The disorganization of this narrative is the first way that occurs when the self-narrative is broken down by the demands of the disease and loss of meaning in a person’s life sets in. secondly, narrative disruption is the tapering of the self-narrative. In some instances, losses due to a chronic illness are hard to comprehend and communicate to other people or even to the patients themselves. Lastly, narrative dominance is the overshadowing of one self-narrative, which crowds out of other forms of the self-narrative.
Many patients struggle with the new reality that they have to rely on others for functions that they managed themselves in the past. In this regard, they tend to think that others view them as less functional and in the process thin their self-narrative. The limitations that are brought out by these illnesses lead some patients to want to hide from themselves and others. Adapting to the realities of the present condition may be challenging to patients because the thought of an illness that is uncommon, is of indefinite period and partially comprehended causes uncertainty.
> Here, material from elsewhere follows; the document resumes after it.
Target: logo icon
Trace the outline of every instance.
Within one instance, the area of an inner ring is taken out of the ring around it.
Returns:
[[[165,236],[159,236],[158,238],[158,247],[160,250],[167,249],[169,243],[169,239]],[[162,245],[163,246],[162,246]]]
As most chronic illnesses are regressive in nature, they contribute to isolation and stigmatization of the patient.
Some disabilities cause patients to build an armor around themselves to safeguard against the rejection that comes from the outside world, but this is just to hide the fear, despair, helplessness and shame that is associated with physical and mental limitations caused by chronic illnesses (Kaethe, 2012). Some patient may alternate from inflated irritated self to a deflated, self-hating self. The “spoiled identity” tag that the society heaps on people suffering from a visible disability shows the disruption of the self-narrative. The stigmatizations resulting from this societal treatment drive some patients into committing suicide. In a society that is preoccupied with output, people suffering from disability caused by chronic illnesses are condemned to misery because they must include personal caring as part of their output.
In a struggle to fill the gap between the past self and the present self, the thought of what they would become and what they are at present can result into suicides. For some, challenges that are involved in daily living when suffering from chronic illnesses become intolerable, and death becomes the only option. Loss of a friend who cannot tolerate the hopelessness resulting from physical and emotional pain can lead to patients feeling unwanted and unloved (Kaethe, 2012). Hopelessness caused by chronic illnesses is compounded by the fact these disease are partially understood and most of the treatments are still at the experimental stages. This drives patients to feel that they cannot live long enough until cures are found.
Chronic illnesses have a big impact on the relationships between couples and if not managed effectively it can have devastating results on the relationship (Roland, 1994). In many instances, one of the partners must assume the role of the caretaker because the diseases can lead to physical incapacitation. The imminent loss that may result from chronic illnesses forces families to restructure their plans and life goals because these illnesses intrude into a relationship unannounced. The limitation that results from severe illnesses and disability affects the relationship’s guidelines and revered boundary. With advanced medical technology, couples are living with chronic conditions that were fatal some years back; therefore, they must restructure their relationship to cope with long-term medical conditions. Intimacy and communication are the two aspects of a relationship that are strained if one partner suffers from a chronic illness. The psychosocial demands of the illness and the form of functioning and resources devoted to it determine whether the condition will be managed or not through coping and adaptation. Different chronic illnesses have different impacts on the relationship based on the outline of the commencement, path, result, disability, and the degree of uncertainty (Roland, 1994). Other factors that may affect the management of an illness are vital family variables and key stages in their natural history. All intimate relationships operate within a comfort zone that develops over the course of the relationship. The forces within the relationship determine whether the comfort zone will facilitate the growth or decrease of this intimacy. Disability resulting from chronic illness and the illness itself are some of the challenges may negatively affect the growth of intimacy.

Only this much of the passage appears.